Let A
be a properly aligned array of 32-bit integers in shared memory.
If a single warp tries to fetch elements of A
at random, what is the expected number of bank conflicts?
In other words:
__shared__ int A[N]; //N is some big constant integer
...
int v = A[ random(0..N-1) ]; // <-- expected number of bank conflicts here?
Please assume Tesla or Fermi architecture. I don't want to dwell into 32-bit vs 64-bit bank configurations of Kepler. Also, for simplicity, let us assume that all the random numbers are different (thus no broadcast mechanism).
My gut feeling suggests a number somewhere between 4 and 6, but I would like to find some mathematical evaluation of it.
I believe the problem can be abstracted out from CUDA and presented as a math problem. I searched it as an extension to Birthday Paradox, but I found really scary formulas there and didn't find a final formula. I hope there is a simpler way...
Summary. Shared memory is a powerful feature for writing well optimized CUDA code. Access to shared memory is much faster than global memory access because it is located on chip. Because shared memory is shared by threads in a thread block, it provides a mechanism for threads to cooperate.

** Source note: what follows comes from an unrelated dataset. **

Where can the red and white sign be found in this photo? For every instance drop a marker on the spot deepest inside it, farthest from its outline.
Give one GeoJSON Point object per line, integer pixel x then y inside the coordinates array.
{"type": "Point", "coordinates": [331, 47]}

The shared memory that can be accessed in parallel is divided into modules (also called banks). If two memory locations (addresses) occur in the same bank, then you get a bank conflict during which the access is done serially, losing the advantages of parallel access.
In math, this is thought of as a "balls in bins" problem - 32 balls are randomly dropped into 32 bins. You can enumerate the possible patterns and calculate their probabilities to determine the distribution. A naive approach will not work though as the number of patterns is huge: (63!)/(32!)(31!) is "almost" a quintillion.
It is possible to tackle though if you build up the solution recursively and use conditional probabilities.
Look for a paper called "The exact distribution of the maximum, minimum and the range of Multinomial/Dirichlet and Multivariate Hypergeometric frequencies" by Charles J. Corrado.
In the following, we start at leftmost bucket and calculate the probabilities for each number of balls that could have fallen into it. Then we move one to the right and determine the conditional probabilities of each number of balls that could be in that bucket given the number of balls and buckets already used.
Apologies for the VBA code, but VBA was all I had available when motivated to answer :).
Function nCr#(ByVal n#, ByVal r#)
Static combin#()
Static size#
Dim i#, j#
If n = r Then
nCr = 1
Exit Function
End If
If n > size Then
ReDim combin(0 To n, 0 To n)
combin(0, 0) = 1
For i = 1 To n
combin(i, 0) = 1
For j = 1 To i
combin(i, j) = combin(i - 1, j - 1) + combin(i - 1, j)
Next
Next
size = n
End If
nCr = combin(n, r)
End Function
Function p_binom#(n#, r#, p#)
p_binom = nCr(n, r) * p ^ r * (1 - p) ^ (n - r)
End Function
Function p_next_bucket_balls#(balls#, balls_used#, total_balls#, _
bucket#, total_buckets#, bucket_capacity#)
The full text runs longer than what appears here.